In practice, BankCo found that few records require this treatment when using this mixed noise mechanism.
Table 3 shows the anonymised differentially private dataset. In practice, a larger dataset would demonstrate greater variation than shown in the table, as such a small dataset would require significant randomisation to be differently private.
Table 3: Example with differentially private data
Person |
Age | Income (1,000’s) |
Assets (1,000’s) |
Debts (1,000’s) |
Credit Utilisation |
1 | 24.1 | 66.3 | 245 | 44.9 | 0.453 |
2 |
26.4 |
64.7 | 270 | 53.5 | 0.448 |
3 | 27.7 | 72.3 | 344 | 54.3 | 0.499 |
4 | 29.9 | 85.5 | 376 | 77.5 | 0.519 |
5 | 30.1 | 91.2 | 414 | 71.2 | 0.525 |
How do the technical and organisational measures achieve the objective?
BankCo uses a secure data environment to access the information, and gives access to this environment to its collaborators when it shares the anonymised information. This approach reduces the risk of re-identification by limiting the sharing (only approved collaborators have access). As the information is shared only with known financial institutions, the risk of attackers is lower, so BankCo decides to apply less noise. This increases the utility of the information they share. BankCo uses best practice security measures (ISO 27001) for the data sharing environment. They take the following actions:
- access logging and control;
- monitoring and alerting;
- ensures that the financial institutions accessing the information understand and follow the terms of use;
- penetration testing and auditing;
- output screening; and
- ensuring that all institutions that access the data sharing environment meet staff training requirements and are regularly reminded of the terms of use of the information.
The infrequent inclusion of Laplace noise to deal with outliers in the mixed noise mechanism reduces the degree of randomisation they need.
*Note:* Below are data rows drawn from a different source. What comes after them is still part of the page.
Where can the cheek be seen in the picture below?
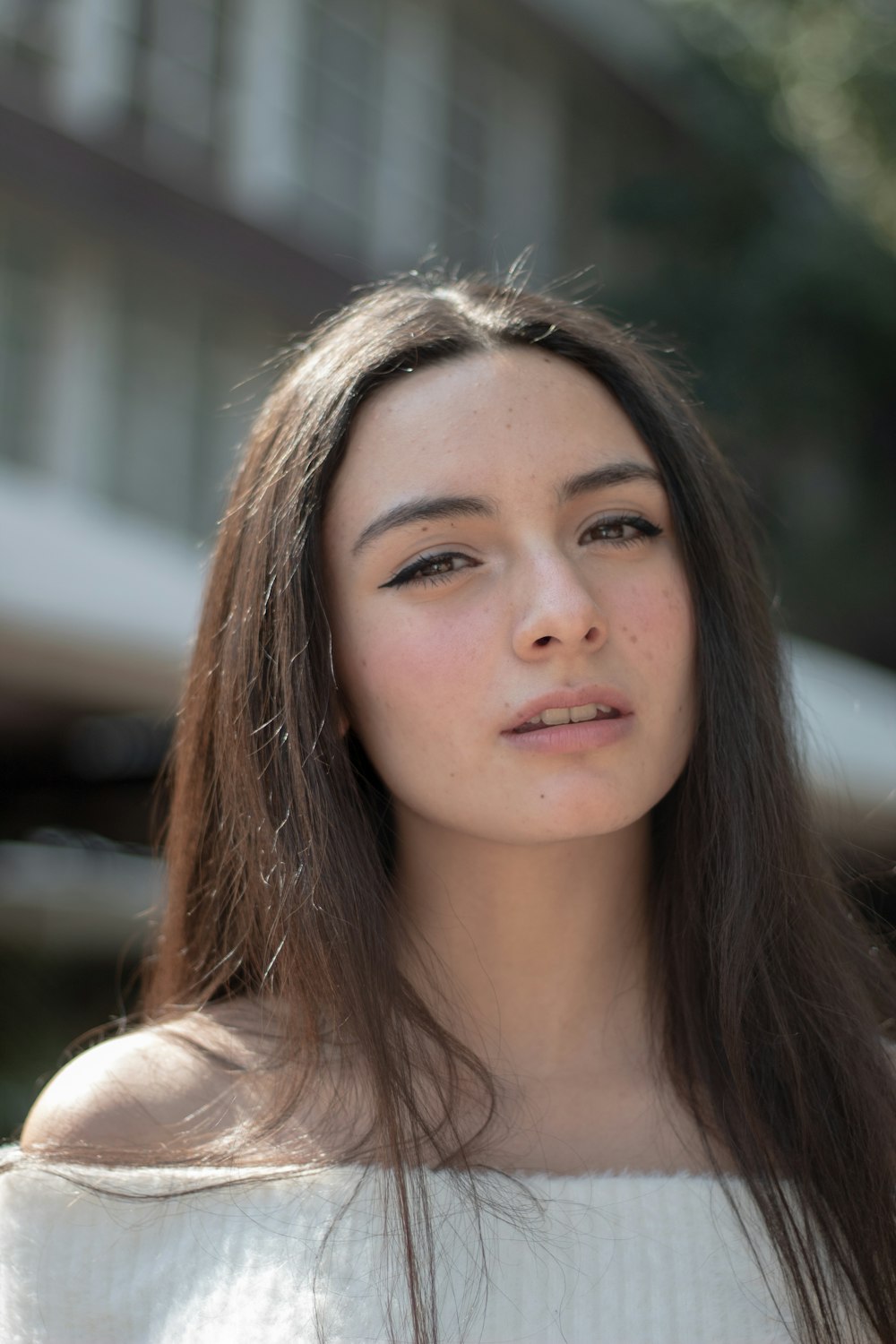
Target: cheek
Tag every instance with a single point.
(400, 674)
(657, 623)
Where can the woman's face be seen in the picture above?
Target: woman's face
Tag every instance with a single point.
(495, 537)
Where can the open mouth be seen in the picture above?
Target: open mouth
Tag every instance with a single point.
(560, 718)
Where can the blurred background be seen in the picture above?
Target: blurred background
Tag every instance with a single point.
(187, 185)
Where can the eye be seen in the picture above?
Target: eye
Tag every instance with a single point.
(613, 530)
(430, 569)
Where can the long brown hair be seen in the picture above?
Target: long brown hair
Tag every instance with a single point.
(769, 1008)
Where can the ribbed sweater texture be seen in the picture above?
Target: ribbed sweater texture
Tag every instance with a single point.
(93, 1255)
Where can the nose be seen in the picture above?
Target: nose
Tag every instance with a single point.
(559, 610)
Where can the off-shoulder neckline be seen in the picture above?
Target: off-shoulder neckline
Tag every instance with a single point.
(13, 1155)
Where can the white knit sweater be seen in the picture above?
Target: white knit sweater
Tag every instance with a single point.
(616, 1258)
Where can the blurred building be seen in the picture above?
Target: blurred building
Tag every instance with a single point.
(183, 185)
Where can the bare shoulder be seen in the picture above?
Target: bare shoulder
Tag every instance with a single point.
(144, 1089)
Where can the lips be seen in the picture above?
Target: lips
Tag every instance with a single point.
(565, 698)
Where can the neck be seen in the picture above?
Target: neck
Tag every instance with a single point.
(533, 956)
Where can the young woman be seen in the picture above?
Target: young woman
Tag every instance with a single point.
(504, 989)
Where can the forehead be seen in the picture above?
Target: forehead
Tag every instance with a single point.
(481, 422)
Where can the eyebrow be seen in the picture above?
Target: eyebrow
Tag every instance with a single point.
(429, 507)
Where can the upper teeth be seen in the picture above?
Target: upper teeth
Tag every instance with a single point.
(578, 714)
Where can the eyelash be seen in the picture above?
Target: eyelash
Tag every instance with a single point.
(413, 573)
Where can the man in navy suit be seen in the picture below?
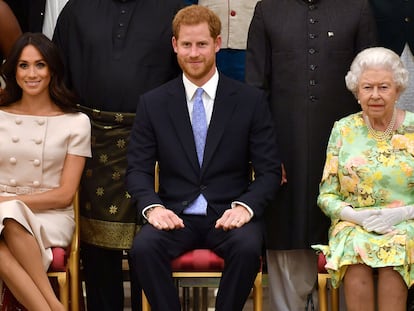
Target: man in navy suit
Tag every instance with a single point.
(240, 135)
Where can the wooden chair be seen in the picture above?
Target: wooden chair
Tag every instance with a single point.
(65, 266)
(323, 290)
(197, 268)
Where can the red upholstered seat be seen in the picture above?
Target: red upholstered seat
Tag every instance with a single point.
(59, 259)
(198, 260)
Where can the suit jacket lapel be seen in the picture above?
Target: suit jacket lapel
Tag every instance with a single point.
(178, 111)
(224, 106)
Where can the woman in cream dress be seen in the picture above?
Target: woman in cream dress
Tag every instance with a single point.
(43, 145)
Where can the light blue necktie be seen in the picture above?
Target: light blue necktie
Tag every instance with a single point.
(199, 124)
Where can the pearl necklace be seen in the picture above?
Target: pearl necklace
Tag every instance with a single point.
(382, 135)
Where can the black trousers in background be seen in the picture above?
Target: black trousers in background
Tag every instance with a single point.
(103, 275)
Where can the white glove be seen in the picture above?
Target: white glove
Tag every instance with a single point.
(357, 216)
(388, 218)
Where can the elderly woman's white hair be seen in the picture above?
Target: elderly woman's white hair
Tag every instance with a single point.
(376, 58)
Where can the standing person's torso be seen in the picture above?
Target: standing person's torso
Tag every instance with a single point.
(119, 53)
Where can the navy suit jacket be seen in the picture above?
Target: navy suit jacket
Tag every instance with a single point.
(241, 132)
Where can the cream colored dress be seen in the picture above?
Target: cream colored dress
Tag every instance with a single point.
(32, 155)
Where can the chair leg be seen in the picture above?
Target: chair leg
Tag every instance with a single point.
(145, 304)
(63, 290)
(335, 299)
(74, 290)
(322, 289)
(258, 293)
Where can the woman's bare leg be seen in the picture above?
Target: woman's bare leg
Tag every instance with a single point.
(392, 290)
(359, 288)
(25, 249)
(19, 282)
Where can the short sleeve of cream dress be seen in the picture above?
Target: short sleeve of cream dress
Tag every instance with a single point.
(32, 155)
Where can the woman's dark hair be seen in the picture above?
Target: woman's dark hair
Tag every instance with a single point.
(58, 91)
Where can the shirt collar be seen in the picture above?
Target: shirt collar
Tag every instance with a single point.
(210, 87)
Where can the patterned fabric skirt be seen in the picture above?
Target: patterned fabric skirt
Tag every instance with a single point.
(350, 244)
(107, 218)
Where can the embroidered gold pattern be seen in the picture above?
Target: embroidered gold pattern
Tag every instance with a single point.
(113, 209)
(119, 117)
(89, 172)
(100, 191)
(116, 176)
(121, 143)
(103, 158)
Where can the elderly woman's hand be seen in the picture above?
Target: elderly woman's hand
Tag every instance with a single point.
(388, 218)
(357, 216)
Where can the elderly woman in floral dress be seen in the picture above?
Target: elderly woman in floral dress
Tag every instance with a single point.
(367, 188)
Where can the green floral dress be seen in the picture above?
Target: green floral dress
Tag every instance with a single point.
(368, 174)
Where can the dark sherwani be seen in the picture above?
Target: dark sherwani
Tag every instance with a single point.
(300, 51)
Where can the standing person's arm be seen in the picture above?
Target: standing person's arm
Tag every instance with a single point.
(258, 53)
(367, 32)
(9, 29)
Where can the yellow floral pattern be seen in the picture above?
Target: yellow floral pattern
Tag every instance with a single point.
(365, 173)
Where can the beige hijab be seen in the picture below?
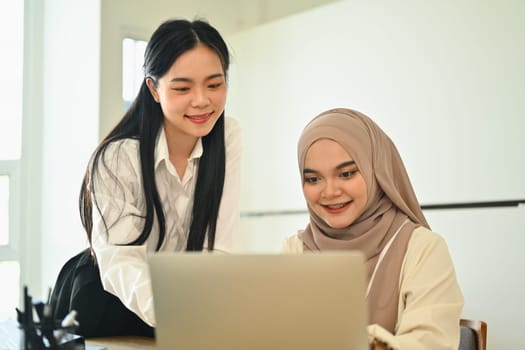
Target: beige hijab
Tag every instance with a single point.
(392, 206)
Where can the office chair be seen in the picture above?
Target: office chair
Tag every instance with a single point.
(473, 335)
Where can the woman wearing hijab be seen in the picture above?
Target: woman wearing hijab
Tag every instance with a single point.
(359, 197)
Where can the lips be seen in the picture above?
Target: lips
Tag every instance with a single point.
(336, 208)
(199, 118)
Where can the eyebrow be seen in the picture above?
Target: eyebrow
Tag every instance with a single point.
(340, 166)
(188, 80)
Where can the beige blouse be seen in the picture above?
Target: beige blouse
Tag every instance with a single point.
(430, 300)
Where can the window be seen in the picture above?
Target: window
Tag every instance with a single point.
(11, 46)
(132, 71)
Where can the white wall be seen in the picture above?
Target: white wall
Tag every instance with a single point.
(445, 79)
(70, 111)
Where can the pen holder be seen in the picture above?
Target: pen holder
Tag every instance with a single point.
(46, 334)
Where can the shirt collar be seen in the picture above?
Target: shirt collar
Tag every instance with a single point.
(161, 149)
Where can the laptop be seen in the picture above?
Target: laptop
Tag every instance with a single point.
(259, 301)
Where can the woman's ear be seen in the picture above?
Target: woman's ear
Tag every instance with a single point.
(152, 89)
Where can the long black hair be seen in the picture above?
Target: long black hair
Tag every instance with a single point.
(142, 122)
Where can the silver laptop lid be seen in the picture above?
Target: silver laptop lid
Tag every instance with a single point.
(267, 302)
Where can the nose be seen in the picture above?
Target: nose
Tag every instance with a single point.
(331, 189)
(200, 98)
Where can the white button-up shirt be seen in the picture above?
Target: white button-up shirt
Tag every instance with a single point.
(120, 197)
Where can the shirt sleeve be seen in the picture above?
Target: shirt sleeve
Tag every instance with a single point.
(117, 221)
(228, 222)
(430, 302)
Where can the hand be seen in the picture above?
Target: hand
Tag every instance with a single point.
(378, 345)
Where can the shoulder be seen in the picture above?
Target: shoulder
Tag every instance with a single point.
(423, 239)
(120, 155)
(293, 244)
(426, 249)
(125, 147)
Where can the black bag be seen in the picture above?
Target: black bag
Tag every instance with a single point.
(99, 313)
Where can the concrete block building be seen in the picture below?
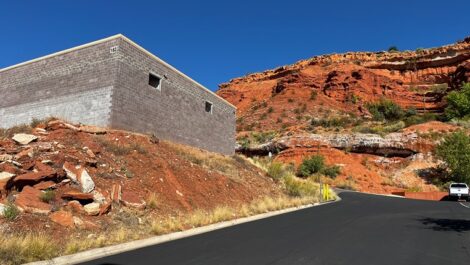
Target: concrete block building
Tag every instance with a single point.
(116, 83)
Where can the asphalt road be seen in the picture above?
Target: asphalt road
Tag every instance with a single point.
(361, 229)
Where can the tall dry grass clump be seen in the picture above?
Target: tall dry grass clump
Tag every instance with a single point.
(21, 249)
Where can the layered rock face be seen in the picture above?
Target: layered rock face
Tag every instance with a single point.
(343, 83)
(303, 105)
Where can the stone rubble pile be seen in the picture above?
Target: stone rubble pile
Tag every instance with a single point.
(30, 168)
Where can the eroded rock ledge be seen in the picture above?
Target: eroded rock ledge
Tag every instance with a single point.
(401, 144)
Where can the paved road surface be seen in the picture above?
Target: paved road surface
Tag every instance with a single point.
(361, 229)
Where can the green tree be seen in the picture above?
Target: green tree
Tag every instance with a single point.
(455, 151)
(385, 109)
(458, 103)
(312, 165)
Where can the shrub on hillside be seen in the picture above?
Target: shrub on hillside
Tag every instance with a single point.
(458, 103)
(277, 170)
(312, 165)
(455, 150)
(316, 165)
(332, 171)
(385, 109)
(11, 212)
(300, 187)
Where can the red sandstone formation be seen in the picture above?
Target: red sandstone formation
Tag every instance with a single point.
(343, 83)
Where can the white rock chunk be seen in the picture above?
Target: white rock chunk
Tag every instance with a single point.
(23, 138)
(5, 176)
(92, 208)
(86, 182)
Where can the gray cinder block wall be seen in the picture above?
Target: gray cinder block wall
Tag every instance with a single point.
(106, 83)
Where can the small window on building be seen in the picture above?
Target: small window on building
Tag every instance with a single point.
(208, 107)
(155, 81)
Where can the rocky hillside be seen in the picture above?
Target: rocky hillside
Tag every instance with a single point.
(62, 176)
(322, 106)
(337, 84)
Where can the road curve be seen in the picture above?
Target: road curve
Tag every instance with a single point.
(361, 229)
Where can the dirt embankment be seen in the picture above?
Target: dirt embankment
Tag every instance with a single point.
(65, 177)
(343, 83)
(304, 104)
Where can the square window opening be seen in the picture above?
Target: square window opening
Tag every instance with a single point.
(155, 81)
(208, 107)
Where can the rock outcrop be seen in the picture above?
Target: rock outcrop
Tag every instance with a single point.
(343, 83)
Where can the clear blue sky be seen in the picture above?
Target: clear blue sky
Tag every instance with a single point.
(214, 41)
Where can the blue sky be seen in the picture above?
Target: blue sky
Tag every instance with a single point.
(214, 41)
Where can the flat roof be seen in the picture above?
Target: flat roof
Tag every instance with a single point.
(127, 40)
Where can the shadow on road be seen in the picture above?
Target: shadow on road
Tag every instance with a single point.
(438, 224)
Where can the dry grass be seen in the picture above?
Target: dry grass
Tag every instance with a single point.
(121, 235)
(20, 249)
(8, 133)
(227, 165)
(223, 213)
(26, 248)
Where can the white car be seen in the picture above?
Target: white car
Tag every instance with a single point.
(458, 191)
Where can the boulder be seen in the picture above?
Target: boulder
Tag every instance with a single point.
(75, 206)
(33, 178)
(92, 129)
(105, 208)
(92, 208)
(5, 157)
(130, 199)
(24, 139)
(28, 200)
(45, 185)
(79, 175)
(29, 152)
(62, 218)
(6, 176)
(85, 224)
(78, 196)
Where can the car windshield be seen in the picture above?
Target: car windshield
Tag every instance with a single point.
(458, 185)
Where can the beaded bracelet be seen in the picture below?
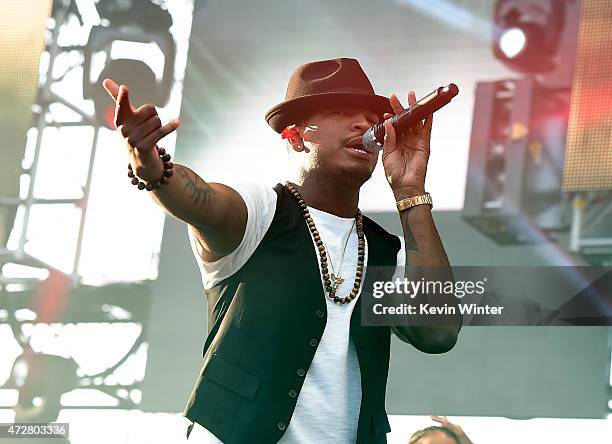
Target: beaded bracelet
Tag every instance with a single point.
(165, 157)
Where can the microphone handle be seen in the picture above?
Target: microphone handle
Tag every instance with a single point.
(375, 136)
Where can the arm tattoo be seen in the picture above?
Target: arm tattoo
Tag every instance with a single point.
(199, 195)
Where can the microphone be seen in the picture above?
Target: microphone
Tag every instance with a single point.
(375, 136)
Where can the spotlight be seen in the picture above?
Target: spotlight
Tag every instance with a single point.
(135, 22)
(526, 33)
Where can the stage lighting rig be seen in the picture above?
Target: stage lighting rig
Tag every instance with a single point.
(526, 34)
(129, 21)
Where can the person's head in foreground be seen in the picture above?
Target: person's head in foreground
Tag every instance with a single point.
(328, 106)
(434, 435)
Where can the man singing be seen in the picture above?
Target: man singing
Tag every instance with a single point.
(286, 358)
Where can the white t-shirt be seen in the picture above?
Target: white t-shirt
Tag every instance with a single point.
(328, 405)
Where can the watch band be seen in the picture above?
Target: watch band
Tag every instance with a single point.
(410, 202)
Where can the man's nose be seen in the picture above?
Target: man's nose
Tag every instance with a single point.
(361, 122)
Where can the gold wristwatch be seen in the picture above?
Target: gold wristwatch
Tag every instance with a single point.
(410, 202)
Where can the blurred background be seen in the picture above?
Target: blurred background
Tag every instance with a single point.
(102, 313)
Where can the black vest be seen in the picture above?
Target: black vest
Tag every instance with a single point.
(265, 323)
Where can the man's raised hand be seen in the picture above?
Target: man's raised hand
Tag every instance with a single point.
(141, 129)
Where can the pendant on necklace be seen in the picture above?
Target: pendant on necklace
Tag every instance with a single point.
(336, 281)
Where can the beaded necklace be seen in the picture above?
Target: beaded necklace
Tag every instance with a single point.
(330, 287)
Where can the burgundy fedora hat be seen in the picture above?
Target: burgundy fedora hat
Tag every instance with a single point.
(322, 85)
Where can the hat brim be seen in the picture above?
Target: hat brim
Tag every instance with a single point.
(294, 110)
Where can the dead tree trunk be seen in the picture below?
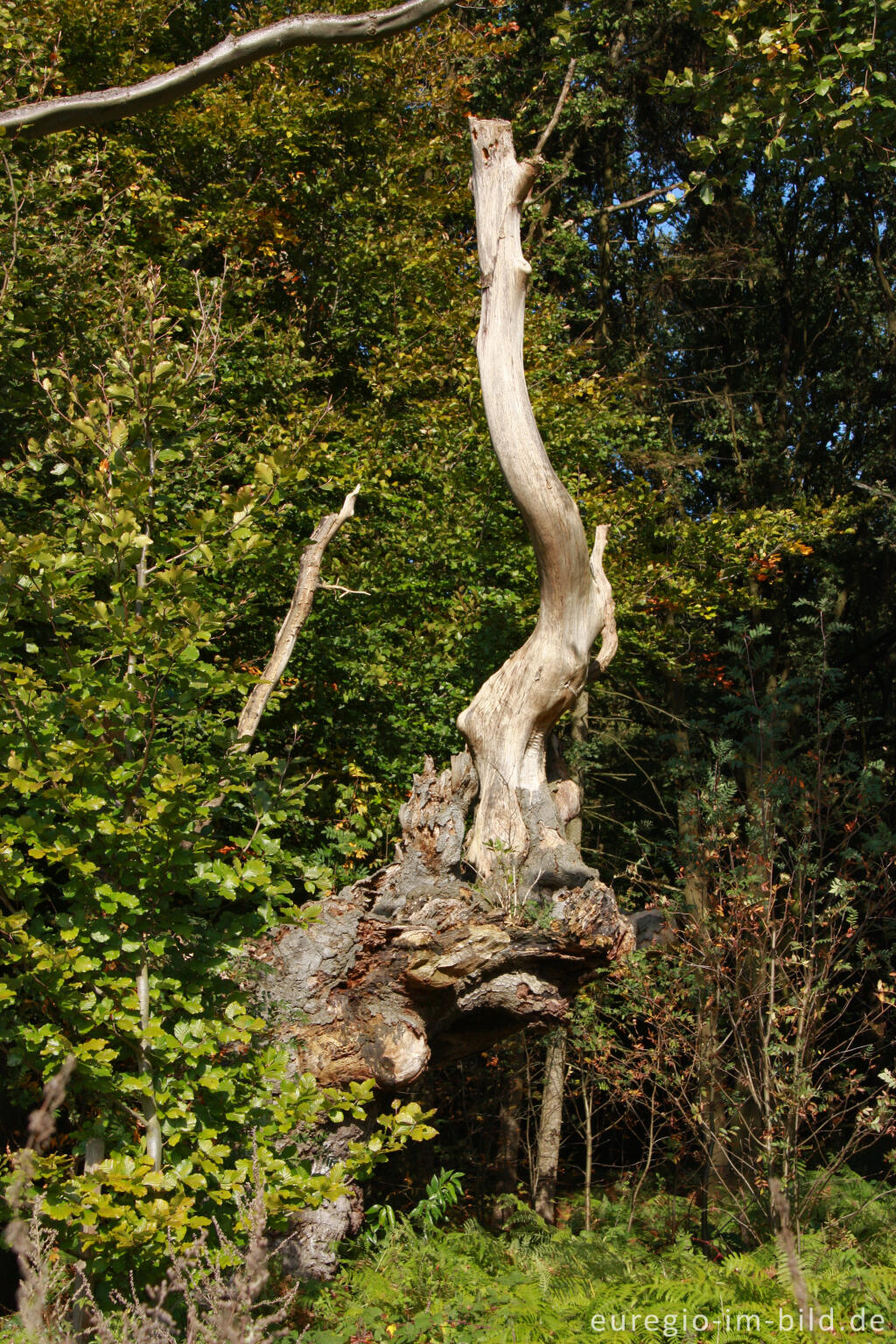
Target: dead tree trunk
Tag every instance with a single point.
(437, 956)
(551, 1128)
(509, 719)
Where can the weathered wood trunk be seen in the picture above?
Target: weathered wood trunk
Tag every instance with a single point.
(469, 938)
(551, 1128)
(517, 825)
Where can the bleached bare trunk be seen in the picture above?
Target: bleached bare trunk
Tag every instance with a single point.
(551, 1126)
(508, 722)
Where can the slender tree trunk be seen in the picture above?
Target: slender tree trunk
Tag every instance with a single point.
(551, 1126)
(587, 1101)
(416, 962)
(509, 1133)
(508, 722)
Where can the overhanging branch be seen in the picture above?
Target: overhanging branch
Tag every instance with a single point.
(94, 109)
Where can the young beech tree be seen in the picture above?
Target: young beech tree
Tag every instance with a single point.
(465, 938)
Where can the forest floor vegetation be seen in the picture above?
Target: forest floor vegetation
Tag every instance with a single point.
(416, 1284)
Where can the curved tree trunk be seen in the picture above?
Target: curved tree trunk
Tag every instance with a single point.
(508, 722)
(437, 956)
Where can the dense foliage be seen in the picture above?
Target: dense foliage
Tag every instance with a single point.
(218, 318)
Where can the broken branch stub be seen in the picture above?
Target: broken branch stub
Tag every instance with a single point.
(508, 722)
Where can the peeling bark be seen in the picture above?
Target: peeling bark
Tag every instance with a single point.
(416, 965)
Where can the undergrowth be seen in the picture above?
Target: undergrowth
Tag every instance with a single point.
(416, 1283)
(539, 1285)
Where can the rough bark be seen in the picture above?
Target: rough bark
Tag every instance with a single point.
(418, 964)
(516, 828)
(465, 940)
(94, 109)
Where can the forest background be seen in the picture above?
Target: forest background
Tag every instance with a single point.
(215, 321)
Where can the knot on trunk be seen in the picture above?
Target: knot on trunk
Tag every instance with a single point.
(434, 817)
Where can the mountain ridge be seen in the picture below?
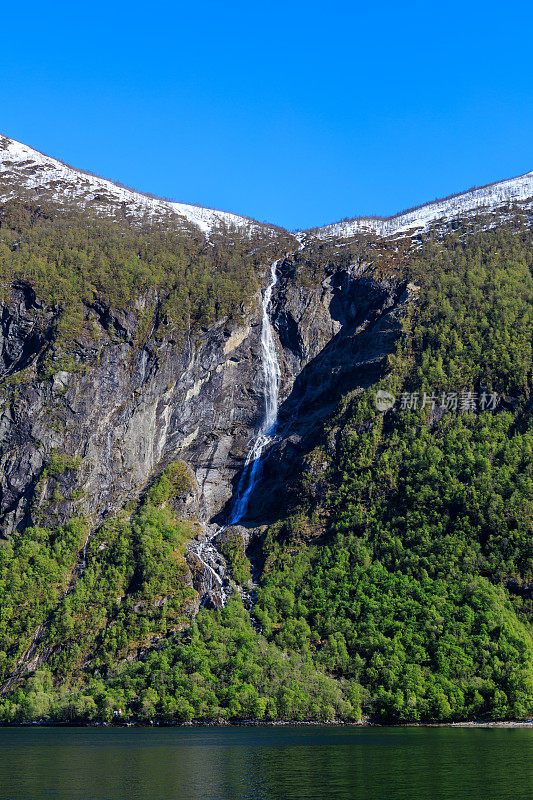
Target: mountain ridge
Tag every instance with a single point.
(51, 173)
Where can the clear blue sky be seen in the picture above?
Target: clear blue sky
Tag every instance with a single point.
(295, 113)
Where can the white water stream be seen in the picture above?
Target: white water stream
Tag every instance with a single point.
(266, 432)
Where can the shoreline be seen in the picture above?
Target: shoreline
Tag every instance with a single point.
(274, 724)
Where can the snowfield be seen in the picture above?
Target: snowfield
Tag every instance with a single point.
(40, 175)
(485, 199)
(23, 169)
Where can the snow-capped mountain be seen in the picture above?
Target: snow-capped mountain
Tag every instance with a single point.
(485, 199)
(25, 170)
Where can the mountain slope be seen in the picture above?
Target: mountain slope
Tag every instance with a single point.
(384, 565)
(24, 172)
(494, 199)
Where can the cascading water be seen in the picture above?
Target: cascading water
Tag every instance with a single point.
(271, 374)
(265, 434)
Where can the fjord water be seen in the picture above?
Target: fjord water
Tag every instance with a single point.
(266, 763)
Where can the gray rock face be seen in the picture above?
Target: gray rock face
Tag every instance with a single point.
(117, 411)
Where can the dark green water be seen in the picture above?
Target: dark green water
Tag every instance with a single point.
(322, 763)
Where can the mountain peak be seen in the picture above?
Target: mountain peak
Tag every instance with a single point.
(24, 170)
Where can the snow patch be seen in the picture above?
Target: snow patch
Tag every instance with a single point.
(24, 169)
(485, 199)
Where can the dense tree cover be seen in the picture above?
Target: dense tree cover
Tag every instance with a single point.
(35, 569)
(133, 590)
(400, 591)
(430, 511)
(222, 670)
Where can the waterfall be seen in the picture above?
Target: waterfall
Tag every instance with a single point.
(265, 434)
(271, 375)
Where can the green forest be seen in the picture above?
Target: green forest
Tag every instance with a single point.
(399, 591)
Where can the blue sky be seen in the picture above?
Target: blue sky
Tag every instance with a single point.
(295, 113)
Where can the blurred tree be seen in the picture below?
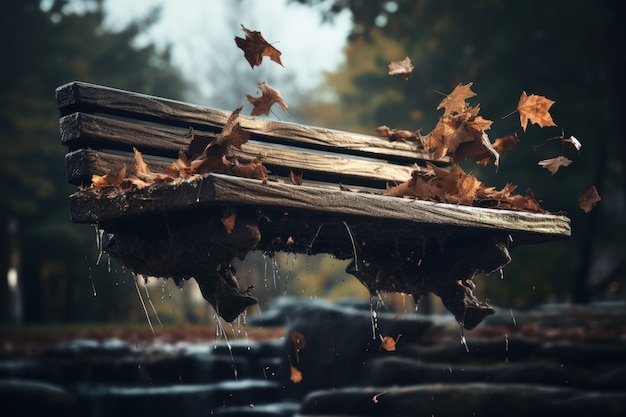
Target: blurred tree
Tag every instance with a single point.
(566, 53)
(43, 49)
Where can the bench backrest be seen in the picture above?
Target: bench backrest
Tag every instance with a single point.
(101, 125)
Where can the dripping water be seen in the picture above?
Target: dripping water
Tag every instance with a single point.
(145, 286)
(463, 340)
(93, 286)
(374, 315)
(219, 332)
(143, 305)
(356, 261)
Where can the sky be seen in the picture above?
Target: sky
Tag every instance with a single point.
(201, 34)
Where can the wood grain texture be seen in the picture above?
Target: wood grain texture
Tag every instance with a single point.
(87, 207)
(78, 96)
(80, 130)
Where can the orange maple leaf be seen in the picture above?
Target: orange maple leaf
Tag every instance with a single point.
(553, 164)
(269, 96)
(296, 375)
(229, 222)
(403, 68)
(535, 108)
(255, 47)
(588, 199)
(455, 101)
(388, 343)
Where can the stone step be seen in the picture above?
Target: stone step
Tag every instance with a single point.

This improves the statistical usefulness of the information and ensures correct statistical inference and statistics that can be calculated with true confidence intervals.
The technical and organisational measures they use reduce the risk of re-identification to a sufficiently remote level by:
- mitigating risks of singling out;
- linkability;
- inference with other available information;
- strictly controlling information access and use; and
- performing periodic identifiability assessments to determine if the technical or organisational measures provide effective anonymisation.